Parallel Training of Multiple Models

I am trying to train N independant models using M GPUs in parallel on one machine. What I currently want to achieve is training the N models, M at a time in parallel for given number of epochs, store the intermediate return output of each model until all are done, process the stored outputs and repeat for a number of rounds.

Each client has a device property with a GPU id, and model parameters are assigned to the device before training. The device_dict dictionary has one key for each gpu containing a list of client ids assigned to the device. Here is what I have implemented so far (untested) and am unsure if that is the best way of doing this.

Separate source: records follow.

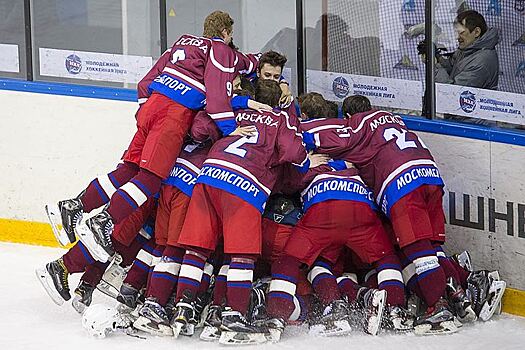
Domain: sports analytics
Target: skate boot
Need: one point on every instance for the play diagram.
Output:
(83, 296)
(64, 217)
(184, 315)
(212, 325)
(333, 320)
(463, 259)
(53, 278)
(257, 307)
(438, 319)
(275, 329)
(397, 319)
(153, 319)
(128, 296)
(459, 302)
(485, 292)
(372, 303)
(236, 330)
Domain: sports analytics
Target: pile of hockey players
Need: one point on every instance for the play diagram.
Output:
(239, 211)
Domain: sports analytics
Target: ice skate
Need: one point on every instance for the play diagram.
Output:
(438, 319)
(236, 330)
(53, 277)
(486, 293)
(275, 329)
(153, 319)
(333, 321)
(95, 234)
(183, 316)
(397, 319)
(83, 296)
(212, 325)
(372, 303)
(64, 217)
(128, 295)
(460, 302)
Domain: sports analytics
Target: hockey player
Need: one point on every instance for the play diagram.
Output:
(231, 192)
(399, 168)
(196, 72)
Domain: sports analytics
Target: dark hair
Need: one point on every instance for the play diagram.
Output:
(215, 23)
(472, 20)
(273, 59)
(333, 109)
(268, 92)
(313, 105)
(356, 104)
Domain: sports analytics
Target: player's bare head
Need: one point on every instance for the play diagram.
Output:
(244, 87)
(271, 65)
(469, 25)
(355, 104)
(218, 24)
(333, 109)
(268, 92)
(312, 105)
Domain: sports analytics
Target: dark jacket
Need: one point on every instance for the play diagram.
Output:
(477, 65)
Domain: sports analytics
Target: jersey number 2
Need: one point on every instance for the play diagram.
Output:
(235, 147)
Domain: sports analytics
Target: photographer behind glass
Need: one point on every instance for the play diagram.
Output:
(475, 63)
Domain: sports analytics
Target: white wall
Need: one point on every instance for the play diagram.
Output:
(52, 146)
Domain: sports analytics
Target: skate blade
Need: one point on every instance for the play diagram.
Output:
(497, 288)
(88, 240)
(47, 282)
(210, 333)
(176, 328)
(236, 338)
(146, 325)
(374, 322)
(53, 215)
(446, 327)
(338, 328)
(78, 305)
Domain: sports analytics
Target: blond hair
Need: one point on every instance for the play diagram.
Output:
(215, 23)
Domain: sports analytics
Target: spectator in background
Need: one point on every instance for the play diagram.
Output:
(475, 63)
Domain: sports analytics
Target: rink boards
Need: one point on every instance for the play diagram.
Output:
(53, 145)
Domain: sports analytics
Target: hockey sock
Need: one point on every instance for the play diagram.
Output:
(348, 286)
(430, 276)
(389, 278)
(77, 259)
(146, 259)
(323, 281)
(100, 190)
(206, 278)
(94, 273)
(239, 282)
(285, 272)
(165, 274)
(190, 275)
(219, 290)
(447, 267)
(133, 194)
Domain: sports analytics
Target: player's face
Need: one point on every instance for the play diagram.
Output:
(465, 36)
(268, 72)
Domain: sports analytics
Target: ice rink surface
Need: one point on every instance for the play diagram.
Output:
(30, 320)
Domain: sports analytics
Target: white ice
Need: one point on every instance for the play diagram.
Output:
(30, 320)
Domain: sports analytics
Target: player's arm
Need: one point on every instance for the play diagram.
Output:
(218, 77)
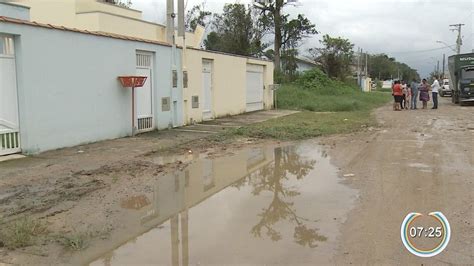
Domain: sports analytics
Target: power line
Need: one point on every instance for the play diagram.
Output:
(458, 27)
(422, 51)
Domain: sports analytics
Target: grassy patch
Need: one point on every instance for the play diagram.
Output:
(74, 241)
(293, 97)
(21, 233)
(328, 107)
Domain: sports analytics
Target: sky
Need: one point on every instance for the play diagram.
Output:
(405, 29)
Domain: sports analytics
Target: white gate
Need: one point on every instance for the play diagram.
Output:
(206, 90)
(254, 88)
(9, 122)
(145, 121)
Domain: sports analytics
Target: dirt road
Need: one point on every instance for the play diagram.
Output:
(332, 200)
(421, 161)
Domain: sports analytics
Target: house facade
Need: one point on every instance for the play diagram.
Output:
(59, 85)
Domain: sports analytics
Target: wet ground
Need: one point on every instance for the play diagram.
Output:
(267, 205)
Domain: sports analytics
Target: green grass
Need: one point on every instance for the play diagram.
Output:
(293, 97)
(74, 241)
(328, 107)
(21, 233)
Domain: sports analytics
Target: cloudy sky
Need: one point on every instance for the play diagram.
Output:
(405, 29)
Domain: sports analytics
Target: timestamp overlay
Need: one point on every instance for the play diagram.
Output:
(425, 235)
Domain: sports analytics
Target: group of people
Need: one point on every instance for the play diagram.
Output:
(406, 95)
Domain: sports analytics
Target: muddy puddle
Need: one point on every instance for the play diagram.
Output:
(277, 204)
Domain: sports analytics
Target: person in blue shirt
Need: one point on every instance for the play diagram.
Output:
(414, 94)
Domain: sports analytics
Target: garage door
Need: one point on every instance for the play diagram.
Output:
(145, 121)
(254, 88)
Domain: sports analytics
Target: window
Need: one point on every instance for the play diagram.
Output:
(175, 78)
(185, 79)
(6, 45)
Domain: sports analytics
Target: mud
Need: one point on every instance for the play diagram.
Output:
(264, 205)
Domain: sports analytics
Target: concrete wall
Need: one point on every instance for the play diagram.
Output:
(97, 16)
(229, 83)
(68, 89)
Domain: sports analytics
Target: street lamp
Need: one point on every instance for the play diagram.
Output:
(447, 45)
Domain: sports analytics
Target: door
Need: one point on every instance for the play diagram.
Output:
(144, 95)
(207, 90)
(9, 121)
(254, 90)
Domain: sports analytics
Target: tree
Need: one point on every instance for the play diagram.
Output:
(272, 180)
(121, 3)
(272, 10)
(293, 31)
(237, 30)
(196, 16)
(335, 56)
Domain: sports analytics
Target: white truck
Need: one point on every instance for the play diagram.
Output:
(445, 89)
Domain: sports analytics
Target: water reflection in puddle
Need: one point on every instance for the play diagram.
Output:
(264, 205)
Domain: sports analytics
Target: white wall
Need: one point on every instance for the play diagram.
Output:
(68, 89)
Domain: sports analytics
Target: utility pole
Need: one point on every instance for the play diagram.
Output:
(457, 27)
(444, 63)
(366, 64)
(437, 68)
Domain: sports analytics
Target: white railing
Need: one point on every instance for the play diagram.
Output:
(9, 141)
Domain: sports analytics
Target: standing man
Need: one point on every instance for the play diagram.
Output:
(434, 90)
(414, 94)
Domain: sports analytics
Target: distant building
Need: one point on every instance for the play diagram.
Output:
(59, 63)
(304, 65)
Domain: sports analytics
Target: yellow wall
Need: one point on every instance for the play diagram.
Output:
(228, 84)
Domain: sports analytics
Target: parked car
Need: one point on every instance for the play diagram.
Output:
(445, 89)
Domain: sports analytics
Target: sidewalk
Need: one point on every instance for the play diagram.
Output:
(92, 156)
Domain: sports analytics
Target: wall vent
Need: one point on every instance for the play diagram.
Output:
(165, 104)
(9, 142)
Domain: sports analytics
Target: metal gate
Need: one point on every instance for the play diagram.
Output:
(145, 121)
(9, 121)
(207, 89)
(254, 88)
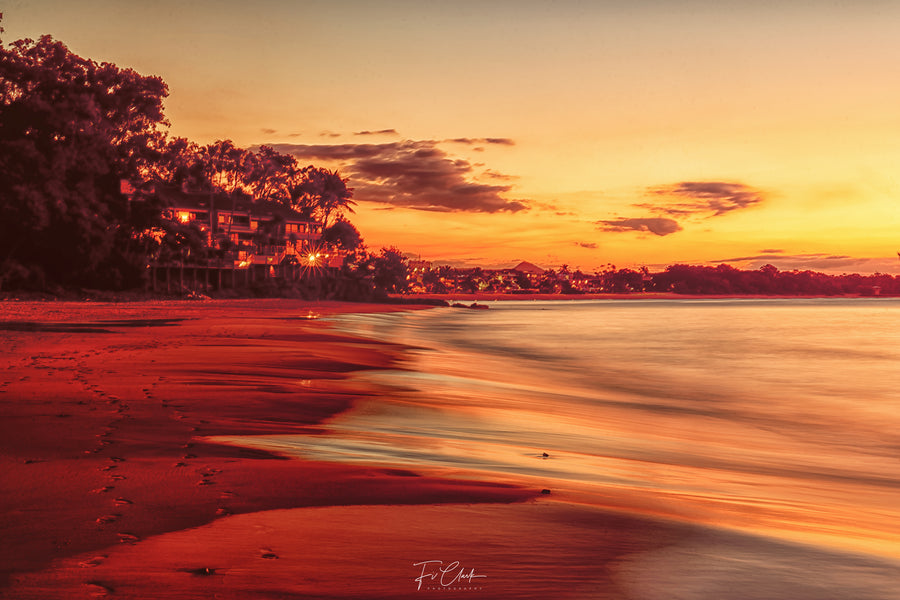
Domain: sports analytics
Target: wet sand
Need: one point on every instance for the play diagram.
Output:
(104, 408)
(108, 488)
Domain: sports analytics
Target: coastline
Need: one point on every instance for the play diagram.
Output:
(98, 436)
(110, 489)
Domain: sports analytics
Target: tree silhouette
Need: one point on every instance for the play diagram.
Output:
(70, 130)
(323, 193)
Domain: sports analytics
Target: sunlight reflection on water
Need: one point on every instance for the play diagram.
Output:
(779, 417)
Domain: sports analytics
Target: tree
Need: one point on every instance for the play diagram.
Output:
(322, 193)
(70, 130)
(269, 174)
(343, 235)
(390, 271)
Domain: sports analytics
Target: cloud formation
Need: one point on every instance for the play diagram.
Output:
(410, 174)
(705, 198)
(475, 141)
(656, 225)
(686, 199)
(379, 132)
(813, 261)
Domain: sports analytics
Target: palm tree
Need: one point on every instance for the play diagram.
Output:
(322, 191)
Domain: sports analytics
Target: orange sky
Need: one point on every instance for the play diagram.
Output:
(578, 132)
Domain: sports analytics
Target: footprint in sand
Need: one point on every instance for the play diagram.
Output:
(99, 590)
(105, 519)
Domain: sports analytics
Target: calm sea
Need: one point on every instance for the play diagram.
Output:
(776, 417)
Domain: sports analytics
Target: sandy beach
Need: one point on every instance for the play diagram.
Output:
(108, 488)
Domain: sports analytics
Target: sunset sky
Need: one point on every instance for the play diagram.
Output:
(581, 132)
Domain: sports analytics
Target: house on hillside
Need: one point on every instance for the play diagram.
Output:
(256, 232)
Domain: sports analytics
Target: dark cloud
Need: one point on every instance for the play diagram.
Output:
(499, 176)
(655, 225)
(411, 174)
(474, 141)
(708, 198)
(379, 132)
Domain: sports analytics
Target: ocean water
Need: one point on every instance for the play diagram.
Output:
(777, 418)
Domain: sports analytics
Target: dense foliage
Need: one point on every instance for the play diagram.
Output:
(70, 130)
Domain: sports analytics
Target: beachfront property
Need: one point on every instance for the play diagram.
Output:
(256, 233)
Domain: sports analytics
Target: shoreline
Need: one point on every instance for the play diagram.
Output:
(497, 297)
(102, 407)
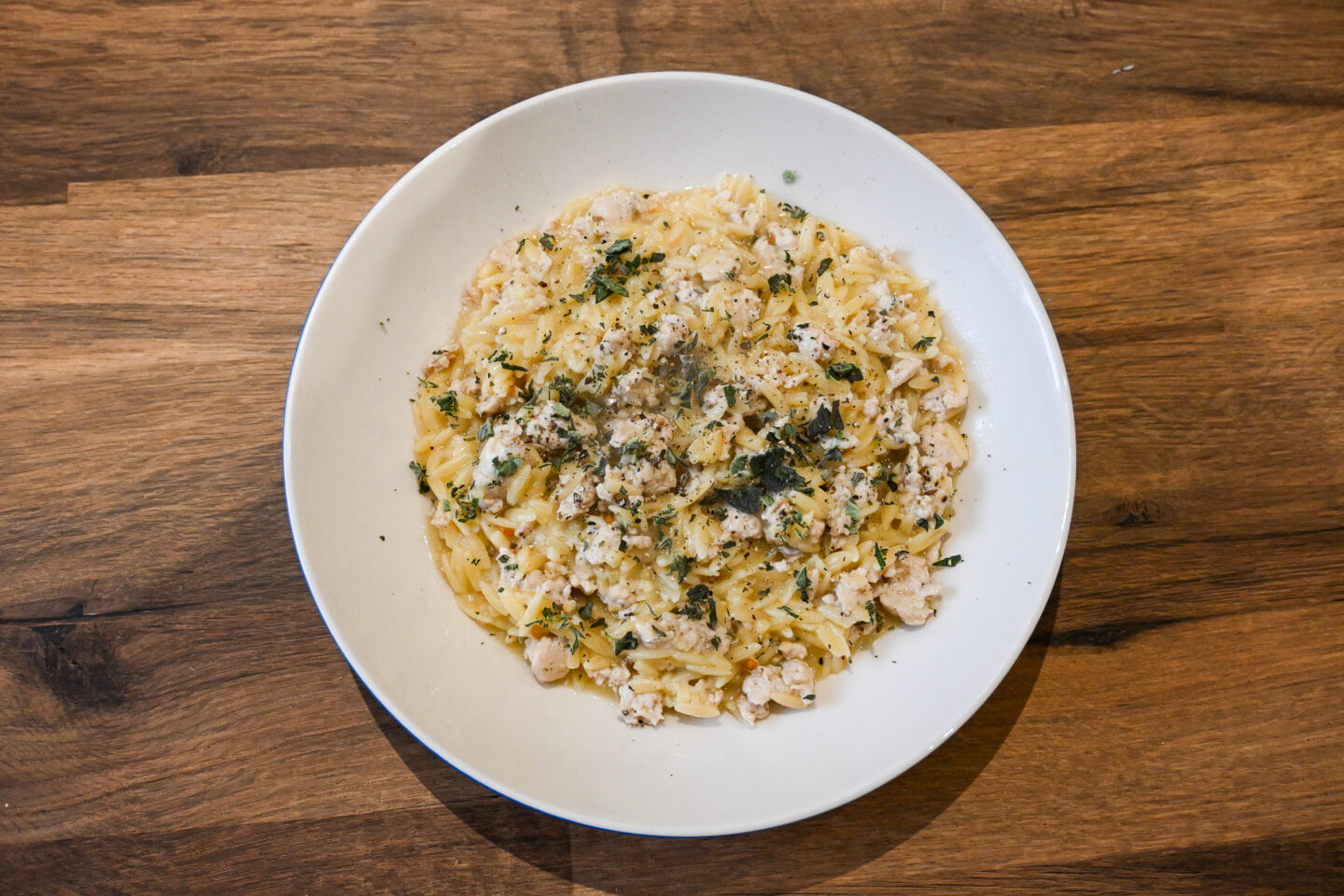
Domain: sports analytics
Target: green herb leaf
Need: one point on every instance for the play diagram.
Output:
(800, 580)
(420, 477)
(845, 371)
(680, 566)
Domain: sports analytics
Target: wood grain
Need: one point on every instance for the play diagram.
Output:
(176, 718)
(201, 88)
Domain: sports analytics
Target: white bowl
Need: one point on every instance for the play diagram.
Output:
(391, 297)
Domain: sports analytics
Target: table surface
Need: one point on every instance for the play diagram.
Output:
(175, 180)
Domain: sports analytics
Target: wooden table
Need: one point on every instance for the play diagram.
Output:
(176, 177)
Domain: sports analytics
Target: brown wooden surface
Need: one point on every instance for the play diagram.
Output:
(175, 177)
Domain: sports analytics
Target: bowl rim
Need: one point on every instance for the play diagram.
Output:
(708, 829)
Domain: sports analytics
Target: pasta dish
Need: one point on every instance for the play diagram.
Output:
(695, 448)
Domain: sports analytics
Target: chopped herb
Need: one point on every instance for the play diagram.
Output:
(845, 371)
(604, 287)
(800, 580)
(698, 601)
(446, 403)
(680, 566)
(772, 473)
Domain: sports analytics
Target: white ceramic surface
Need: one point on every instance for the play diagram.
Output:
(348, 434)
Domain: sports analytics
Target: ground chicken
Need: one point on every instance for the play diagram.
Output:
(547, 656)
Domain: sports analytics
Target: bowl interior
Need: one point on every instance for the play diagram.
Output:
(391, 297)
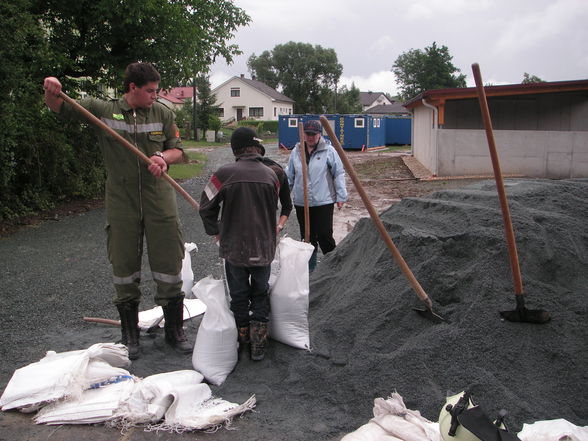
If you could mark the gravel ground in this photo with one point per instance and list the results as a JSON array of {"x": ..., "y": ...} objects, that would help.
[{"x": 366, "y": 340}]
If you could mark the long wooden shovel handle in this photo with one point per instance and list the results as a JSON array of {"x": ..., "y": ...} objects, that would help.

def train_mp(self, num_rounds, train_epochs):

    # Initialize logit queue for server update after each round
    logit_queue = Queue()

    for _ in num_rounds:
        self.round += 1

        diffusion_seed = self.server.generate_seed()
        server_logit = self.server.get_logit()
        processes = [] 

        # Start processes for each client on each device
        for i in range(math.ceil(self.num_clients / self.num_devices)):
            for device, client_ids in self.device_dict.items():
                if i < len(client_ids):
                    process = mp.Process(target=self.client_update, args=(self.clients[client_ids[i]], server_logit, diffusion_seed, logit_queue))
                    process.start()
                    processes.append(process)

        # Wait for all processes to finish
        for process in processes:
            process.join()

        # Update server model with client logit queue
        self.server.knowledge_distillation(logit_queue)

I currently do not have access to a multi-GPU machine to test anything so am unsure what the best way of doing this would be. Any help would be appreciated.